8 novembre 2018
Le magazine en ligne de la Gestion Privée Caisse d’Epargne pour vous guider dans vos projets patrimoniaux.
Des transports à l’hébergement, en passant par le tourisme, la finance ou encore les services à la personne, la sharing economy semble avoir conquis le monde, bousculant profondément le couple propriété / usage. Un nouveau paradigme qui n’est pas sans conséquences sur l’immobilier : mais jusqu’à quel point ? Enquête sur les nouveaux enjeux de l’immobilier patrimonial, à l’heure de l’économie du partage.
Avec 570 milliards de chiffre d’affaires en 2025 selon les prévisions de PwC1, soit une multiplication par 20 en 10 ans, le marché de l’économie collaborative est en plein boom. Loin d’être un phénomène de mode, la consommation collaborative était pratiquée par 89 % des Français en 20142.
Dominique Remy, alors Directrice générale déléguée BPCE Vie & Prévoyance – Domaine Offre et Relations Clients / réseaux, Natixis Assurances, confirme : “Ce n’est plus la propriété qui fait loi, mais l’usage. Nous ne pouvons donc pas, par exemple, continuer à assurer les véhicules sans assurer la mobilité.”
Alors que l’on n’a plus besoin de posséder une villa pour se rendre régulièrement en vacances sur la côte, ou une voiture pour se déplacer, Airbnb, BlaBlaCar et consorts annoncent-ils pour autant la fin de la propriété ? La question mérite d’être posée, car malgré le succès des plateformes de la sharing economy (18 millions de voyageurs par trimestre sur BlaBlaCar3, 3 millions de logements recensés sur Airbnb4…), leur modèle même repose justement sur… la propriété !
En effet, le partage de biens entre particuliers demande que l’un d’eux en soit propriétaire ; par ailleurs, le “partage” n’a de partage que le nom car il s’agit en réalité d’une mise à disposition d’un bien moyennant rémunération. Finalement, on aurait plus affaire à une “économie d’optimisation d’actifs” qu’à une économie du “partage” à proprement parler.
Autre élément à prendre en compte : là où l’économie collaborative assure un accès à une offre (quasi-) infinie – pourquoi s’encombrer d’une résidence secondaire quand, selon la promesse d’Airbnb, le monde peut devenir votre maison ? – la propriété revêt pourtant une dimension libératrice, en garantissant un usage illimité dans le temps (je ne dépends d’aucun logeur) et protectrice (je m’assure l’usage pérenne d’une ressource essentielle à mon existence).
Les jeunes générations n’ont jamais été si peu propriétaires. Est-ce pour autant un signe de désaffection des Millenials à l’égard de la propriété ? Épicuriennes, les générations Y et Z seraient devenues allergiques à toute forme d’engagement, préférant profiter de l’instant présent plutôt que d’épargner en pensant à l’avenir.
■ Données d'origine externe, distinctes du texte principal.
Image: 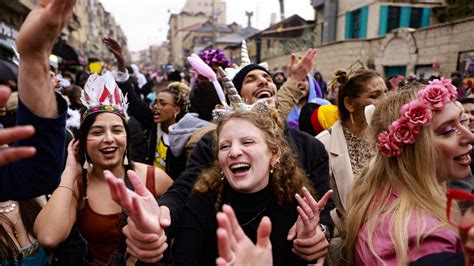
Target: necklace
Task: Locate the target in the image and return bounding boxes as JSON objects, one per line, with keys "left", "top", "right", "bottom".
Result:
{"left": 238, "top": 207, "right": 267, "bottom": 227}
{"left": 0, "top": 202, "right": 17, "bottom": 213}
Et pourtant, comme le souligne Nicolas Pécourt, Directeur de la Communication et RSE au Crédit Foncier, les jeunes générations restent tout autant attachées à l’immobilier que leurs aînés : dès qu’ils en ont les moyens, les trentenaires cherchent à devenir propriétaires de leur logement principal.
La raison de l’élévation de l’âge moyen d’accession à la propriété serait donc plutôt à chercher du côté de la montée effrénée des prix de l’immobilier (en Angleterre par exemple, les prix moyens de l’immobilier représentent 7,9 fois les revenus des néo-accédants). De quoi relativiser l’argument générationnel dans le faible taux de propriétaires de moins 30 ans !
(1) Selon une étude de PwC en 2016.
(2) DGE, PICOM (Nomadéis, TNS Sofres) « Consommation collaborative : perceptions, motivations et pratiques des Français », novembre 2014.